Venkateswarlu Tella (Venku)
Solaris Cluster Engineering
Hi Venkateswarlu
Do you have some configuration guides on how to get this working?
They are very hard to find. Any help would be appreciated.
Thanks
Wayne
I'm wondering what would be required if there wasn't shared storage and AVS were mirroring the local ZFS pool from a hot system to a standby. Would it possible to forego this complexity by simply making /var/statmon and /var/nfs symlinks to directories on the mirrored ZFS pool?
It should work as long the AVS syncs the latest data to standby node at the point of primary node being down.
Hi,
I was doing some tests with HA-nfs cluster and nfs clients and in one solaris 10 up5 client I got the next error for nfs:
NFS compound failed for server ha-nfs: error 5 (RPC: Timed out)
NFS compound failed for server ha-nfs: error 5 (RPC: Timed out)
NFS compound failed for server ha-nfs: error 5 (RPC: Timed out)
NFS compound failed for server ha-nfs: error 5 (RPC: Timed out)
NFS compound failed for server ha-nfs: error 5 (RPC: Timed out)

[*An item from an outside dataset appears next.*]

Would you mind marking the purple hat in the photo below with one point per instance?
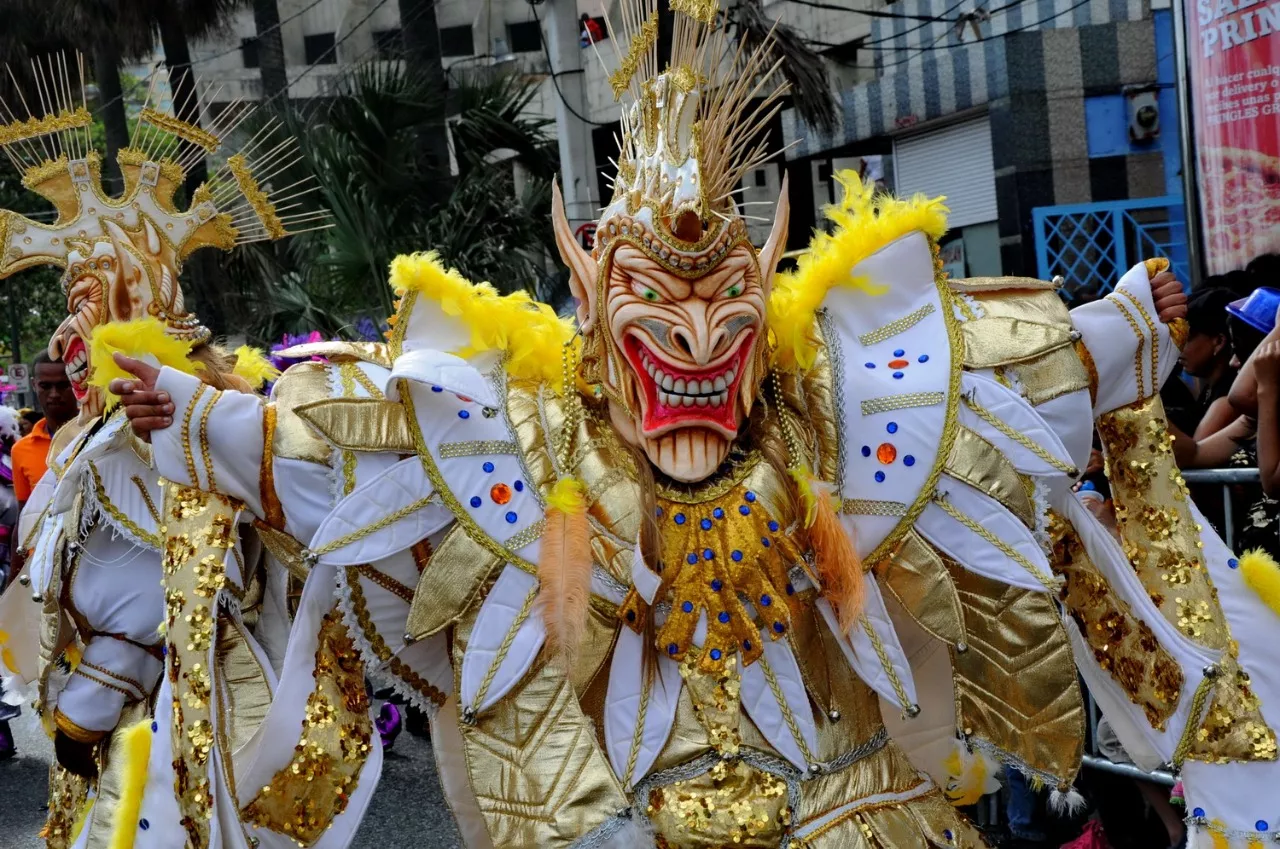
(1258, 310)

NFS compound failed for server ha-nfs: error 5 (RPC: Timed out)
nfs mount: mount: /nfs-filesystem: Connection timed out
I got this error after a nfs failover and I cannot mount the nfs again. This problem was only for this server, others were ok, this server as like the others were running tars, finds and cp's over the nfs (stress tests).
After look for some information in internet I found that may be some information in the rpc's for nfs, maybe lockd and nfsd, I reboot the cluster nodes, reboot the complete cluster and the nfs client but nothing was working. I also stop, restart, offline and online the nfs resource group but again didn't work for only this client.
This is a nfs resource group working over zfs filesystem with nfs attr disable.
Any comment about how to resolve it is appreciated...
HAStoragePlus resource requires global device paths to work.
It looks like you are planning to configure DID disk d1, and hence the corresponding global device path is /dev/global/dsk/d1s6
So, can I mount a shared folder from another Solaris as a valid global device?
I understand why the option 2 is needed for ha of nfs. But if I need more the flexibility and easy configuration of option 1.The ha point of option 2 is not higher than the usage of option 1. So is it ok and still supported if I don't use the nfs-ha agent and configure option 1?
Or is there an easy configuration of ha nfs agent with the flexibility of zfs sharenfs available (inheritance,...?) so I can use option 2?
Cheers...
Right now there is no easy option in ha nfs agent to make all the ZFS file systems in the pool to share. It has to be done manually so that applications will behave properly after a failover.